日本大百科全書(ニッポニカ) 「浮島(池沼)」の意味・わかりやすい解説
浮島(池沼)
うきしま
浅い池沼中に浮動する島で、高層湿原中の池沼や、老衰期の浅い富栄養湖などにみられる。浮島の形態は大小さまざまであるが、一般に湖底からの泥土や植物の枯死体で形成された泥炭などを基盤とし、表層は湿生植物で覆われている。よく発達した浮島には、大木の生育する巨大なものがあるといわれる。浮島の成因には、単に湖岸の一部が離れて池中に浮くものと、池底の泥炭が浮上して生ずるものとがある。
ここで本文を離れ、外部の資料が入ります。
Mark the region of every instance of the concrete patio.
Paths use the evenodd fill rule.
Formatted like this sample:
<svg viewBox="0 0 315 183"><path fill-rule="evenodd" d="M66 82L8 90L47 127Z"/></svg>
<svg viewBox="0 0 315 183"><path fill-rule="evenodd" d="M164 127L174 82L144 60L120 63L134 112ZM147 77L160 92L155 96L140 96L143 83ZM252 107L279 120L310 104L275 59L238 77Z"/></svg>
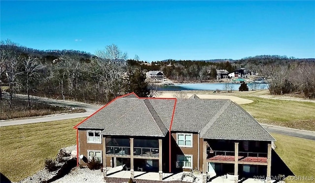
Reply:
<svg viewBox="0 0 315 183"><path fill-rule="evenodd" d="M158 172L148 172L134 171L135 179L142 179L153 181L158 181L159 175ZM163 179L169 177L173 175L172 173L163 173ZM114 173L108 174L107 177L113 177L118 178L129 179L131 177L131 172L130 171L122 170Z"/></svg>

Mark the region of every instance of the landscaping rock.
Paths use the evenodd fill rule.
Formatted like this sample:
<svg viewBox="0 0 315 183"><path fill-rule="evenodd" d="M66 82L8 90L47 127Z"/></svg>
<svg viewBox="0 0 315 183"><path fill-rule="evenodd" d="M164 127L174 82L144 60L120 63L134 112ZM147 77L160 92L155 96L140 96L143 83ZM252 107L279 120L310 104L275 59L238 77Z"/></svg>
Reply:
<svg viewBox="0 0 315 183"><path fill-rule="evenodd" d="M73 154L75 152L75 155ZM76 165L76 145L62 148L56 157L57 170L49 172L47 169L20 181L19 183L50 183L68 174Z"/></svg>

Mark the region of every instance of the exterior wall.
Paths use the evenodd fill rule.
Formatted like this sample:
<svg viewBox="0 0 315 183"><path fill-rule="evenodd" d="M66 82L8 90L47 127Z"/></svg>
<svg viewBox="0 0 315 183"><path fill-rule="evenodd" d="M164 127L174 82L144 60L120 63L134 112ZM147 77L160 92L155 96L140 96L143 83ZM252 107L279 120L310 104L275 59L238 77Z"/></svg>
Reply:
<svg viewBox="0 0 315 183"><path fill-rule="evenodd" d="M199 139L199 170L202 171L203 164L203 139ZM207 170L206 171L208 171Z"/></svg>
<svg viewBox="0 0 315 183"><path fill-rule="evenodd" d="M102 144L92 144L87 142L87 130L79 130L79 155L83 154L85 157L88 157L88 150L102 151L103 152L103 145ZM80 159L79 163L82 165L86 164Z"/></svg>
<svg viewBox="0 0 315 183"><path fill-rule="evenodd" d="M185 133L190 133L187 132L184 132ZM176 143L176 132L172 132L172 136L173 137L174 141L173 142L175 142L175 144L172 144L172 146L174 147L174 146L176 146L177 147L177 149L172 148L172 151L171 152L172 154L172 162L175 162L176 163L176 161L177 160L177 154L189 154L192 155L192 169L194 169L195 167L198 167L198 134L197 133L193 133L192 134L192 148L186 148L186 147L180 147L178 146L177 144ZM200 139L199 139L200 141ZM201 139L202 140L202 139ZM202 150L202 147L200 148L200 146L202 146L202 144L199 144L199 151ZM199 154L202 154L202 151L199 152ZM200 162L200 157L199 156L199 162ZM201 162L202 161L201 160ZM199 164L199 167L200 165ZM202 164L201 164L201 167ZM175 166L175 168L176 168L176 165ZM183 169L183 170L184 171L189 171L189 169Z"/></svg>

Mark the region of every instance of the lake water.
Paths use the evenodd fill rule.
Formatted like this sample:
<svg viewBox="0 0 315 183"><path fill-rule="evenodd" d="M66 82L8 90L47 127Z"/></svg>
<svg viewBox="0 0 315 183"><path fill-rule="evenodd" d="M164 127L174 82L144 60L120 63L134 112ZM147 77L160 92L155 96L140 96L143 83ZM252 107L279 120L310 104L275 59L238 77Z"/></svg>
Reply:
<svg viewBox="0 0 315 183"><path fill-rule="evenodd" d="M233 87L232 91L238 91L241 86L240 84L229 83L229 86ZM193 84L182 84L175 85L158 86L159 90L178 91L181 90L211 90L214 91L220 90L225 90L225 83L193 83ZM253 85L252 83L248 83L247 86L250 91L255 88L255 90L268 89L268 86L266 84L256 83Z"/></svg>

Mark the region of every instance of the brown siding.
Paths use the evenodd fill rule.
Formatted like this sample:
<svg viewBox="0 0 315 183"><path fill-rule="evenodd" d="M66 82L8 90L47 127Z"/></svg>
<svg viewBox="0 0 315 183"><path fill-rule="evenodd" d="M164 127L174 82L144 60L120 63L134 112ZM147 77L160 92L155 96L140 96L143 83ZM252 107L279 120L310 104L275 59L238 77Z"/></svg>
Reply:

また、湿原下の泥炭の部分が分解し、夏季、ガスを発生して底質の一部とともに上昇し、冬にふたたび沈むという周期的な浮島もある。山形県朝日町の浮島大沼(うきしまおおぬま)にある浮島は、湖流の複雑な動きに対応して動くといわれる。尾瀬ヶ原湿原の池塘(ちとう)には多数の浮島がみられ、イボミズゴケやヒメシャクナゲなど高層湿原植物で覆われている。また鹿児島県薩摩川内(さつませんだい)市祁答院(けどういん)町の藺牟田池(いむたいけ)にはヨシ、アンペライ、ヒトモトススキなどの低層湿原が発達し、国の天然記念物に指定されているが、増水期には湿原の一部が泥炭層から分離して池の面に浮かび大小の浮島となる。